- Born: 31 March Kaduna
- Education: University of Lagos
- Occupation: Actor
- Known for: Hustle

= Seun Ajayi =

Nigerian actor

Seun Ajayi is a Nigerian actor. He is a native of Ijebu Ibefun, Ogun State, Nigeria. He is known for his role in the television series Hustle. Ajayi was born on 31 March in Kaduna, the Northern part of Nigeria and is the last child among five children. His family moved to Lagos when he was nine years old. His father is a retired civil servant, and his mother is a business woman. He had his primary and secondary education in Lagos and his tertiary education in the University of Lagos where he graduated with a bachelor's degree in Theatre Arts.

==Life and career==
Ajayi has received multiple nominations at the Africa Movie Academy Awards (AMAA) and the Africa Magic Viewer's Choice Award for Best Supporting Actor in a Movie and Best Actor in an Original Comedy Series, respectively.

With over 136 hours of Pan-African screen time to his credit as the lead character on Africa Magic's TV sitcom Hustle, Ajayi's talent has also graced the big screen on major film projects including Ojukokoro: Greed, God Calling, The Ghost and the House of Truth, and 93 Days.
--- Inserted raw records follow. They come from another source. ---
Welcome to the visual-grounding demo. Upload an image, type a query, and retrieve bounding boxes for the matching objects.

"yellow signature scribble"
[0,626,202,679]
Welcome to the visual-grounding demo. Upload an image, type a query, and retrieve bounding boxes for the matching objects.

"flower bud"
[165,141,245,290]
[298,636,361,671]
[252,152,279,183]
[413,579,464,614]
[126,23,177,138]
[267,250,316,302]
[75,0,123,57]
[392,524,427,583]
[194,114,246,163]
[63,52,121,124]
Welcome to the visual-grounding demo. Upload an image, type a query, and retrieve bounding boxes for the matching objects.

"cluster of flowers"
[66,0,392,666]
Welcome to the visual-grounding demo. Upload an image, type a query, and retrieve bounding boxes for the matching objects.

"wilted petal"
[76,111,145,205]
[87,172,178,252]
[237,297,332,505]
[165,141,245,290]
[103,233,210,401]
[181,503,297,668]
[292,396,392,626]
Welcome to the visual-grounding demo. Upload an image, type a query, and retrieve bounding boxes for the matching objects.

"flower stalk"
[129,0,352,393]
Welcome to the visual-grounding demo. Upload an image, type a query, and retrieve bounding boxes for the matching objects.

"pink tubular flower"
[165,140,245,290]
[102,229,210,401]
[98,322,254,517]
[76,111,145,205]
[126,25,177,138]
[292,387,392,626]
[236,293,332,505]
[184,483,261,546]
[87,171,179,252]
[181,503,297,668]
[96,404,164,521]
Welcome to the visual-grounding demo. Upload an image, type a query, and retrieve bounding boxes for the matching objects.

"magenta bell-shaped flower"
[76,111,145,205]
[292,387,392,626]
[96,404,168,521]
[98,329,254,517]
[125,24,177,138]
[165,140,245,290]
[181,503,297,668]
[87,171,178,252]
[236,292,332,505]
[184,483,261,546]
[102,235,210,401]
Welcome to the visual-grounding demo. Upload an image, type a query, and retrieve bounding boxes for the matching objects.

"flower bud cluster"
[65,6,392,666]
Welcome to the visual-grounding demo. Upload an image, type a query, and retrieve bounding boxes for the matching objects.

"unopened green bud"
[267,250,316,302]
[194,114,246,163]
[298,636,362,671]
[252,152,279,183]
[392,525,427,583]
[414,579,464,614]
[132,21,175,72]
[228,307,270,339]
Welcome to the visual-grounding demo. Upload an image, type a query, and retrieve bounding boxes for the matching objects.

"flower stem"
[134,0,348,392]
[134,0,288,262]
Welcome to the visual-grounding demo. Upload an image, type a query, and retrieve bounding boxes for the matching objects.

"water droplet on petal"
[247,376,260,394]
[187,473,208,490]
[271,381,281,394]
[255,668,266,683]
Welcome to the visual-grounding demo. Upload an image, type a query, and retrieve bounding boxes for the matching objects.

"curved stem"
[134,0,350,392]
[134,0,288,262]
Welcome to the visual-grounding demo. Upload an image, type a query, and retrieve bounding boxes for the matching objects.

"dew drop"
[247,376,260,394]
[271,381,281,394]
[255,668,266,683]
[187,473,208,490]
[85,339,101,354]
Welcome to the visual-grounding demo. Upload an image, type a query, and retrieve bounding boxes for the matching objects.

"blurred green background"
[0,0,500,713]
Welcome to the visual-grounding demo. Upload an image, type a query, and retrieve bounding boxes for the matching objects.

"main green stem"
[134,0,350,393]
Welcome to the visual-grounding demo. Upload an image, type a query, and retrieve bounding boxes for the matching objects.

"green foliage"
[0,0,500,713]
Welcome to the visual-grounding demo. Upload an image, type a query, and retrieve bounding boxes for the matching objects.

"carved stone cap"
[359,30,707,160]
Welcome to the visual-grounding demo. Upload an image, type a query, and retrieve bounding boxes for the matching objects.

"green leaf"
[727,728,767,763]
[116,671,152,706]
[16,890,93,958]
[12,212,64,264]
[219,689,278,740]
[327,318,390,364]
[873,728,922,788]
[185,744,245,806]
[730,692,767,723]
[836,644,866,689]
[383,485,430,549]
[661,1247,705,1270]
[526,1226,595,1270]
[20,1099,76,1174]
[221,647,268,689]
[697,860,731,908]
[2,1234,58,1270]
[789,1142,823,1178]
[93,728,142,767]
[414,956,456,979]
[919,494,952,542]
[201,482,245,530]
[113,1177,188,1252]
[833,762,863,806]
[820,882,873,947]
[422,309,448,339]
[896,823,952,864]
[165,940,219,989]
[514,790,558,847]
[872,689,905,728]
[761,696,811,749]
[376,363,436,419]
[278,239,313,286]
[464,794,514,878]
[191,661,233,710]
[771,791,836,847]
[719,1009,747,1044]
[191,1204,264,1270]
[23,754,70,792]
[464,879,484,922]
Other screen credits include The Maze, Gidi Culture, Have a Nice Day, Crimson and Gidi Up.

Ajayi has lent his voice to many brand campaigns, documentaries, and film trailers, working with brands like; Uber, Keystone bank, First Bank, The Guardian, Ndani Communications, Total, Olam, Temple Productions, Telemundo, and DSTV among others.

==Personal life==
Ajayi married Damilola Oluwabiyi on 9 September 2017. A video of Ajayi excitedly dancing after unveiling his wife at their wedding went viral. In January 2019, he and his wife had their first child together, a boy.

== Family ==
Seun Ajayi has 4 siblings. Dolapo, Sola and Yeside, are his sisters, and his brother Tunde. He also has 2 kids and 10 nieces and nephews.

== Filmography ==

=== Film ===

- Ojukokoro: Greed (2016) as Monday
- Suru L'ere (2016) as Arinze
- Black Val (2016)
- God Calling (2018) as Tope
- 93 Days (2016) as Dr. Niyi Fadipe
- The Ghost and The House of Truth (2019) as Debo
- The Lost Okoroshi (2019) as Raymond
- Uneven (2020) as Mike
- Who Lived at Number 6 (2021) as Kunle
- Ije Awele (2022) as Kunle
- No Way Through (2023) as Jude Nwafor
- A Troubled Heart (2023) as Sodiq
- JAPA (2024) as Sola
- Through His Eyes (2024) as Ogbutu
- Lisabi: The Uprising (2024) as Olo Olori Ilari

=== Short film ===

- Erased (2016)
- Stuck (2019)
- Buried (2021)
- Closed

=== Television ===

- Hustle (as Dayo)
- Gidi Up (as Wole)
- The Smart Money Woman
- Becoming Abi
- Princess on a Hill (2024–present) as Kayode

=== Web series ===

- Crimson (as Akin)

==Awards and nominations==

Seun Ajayi has been nominated for awards like:

- The Future awards Africa prize for acting,
- Best actor in a supporting role at Africa Movie Academy Awards
- Best Actor in a comedy series at the Africa Magic Viewer's Choice Awards
- Revelation of the year at City People Movie Awards.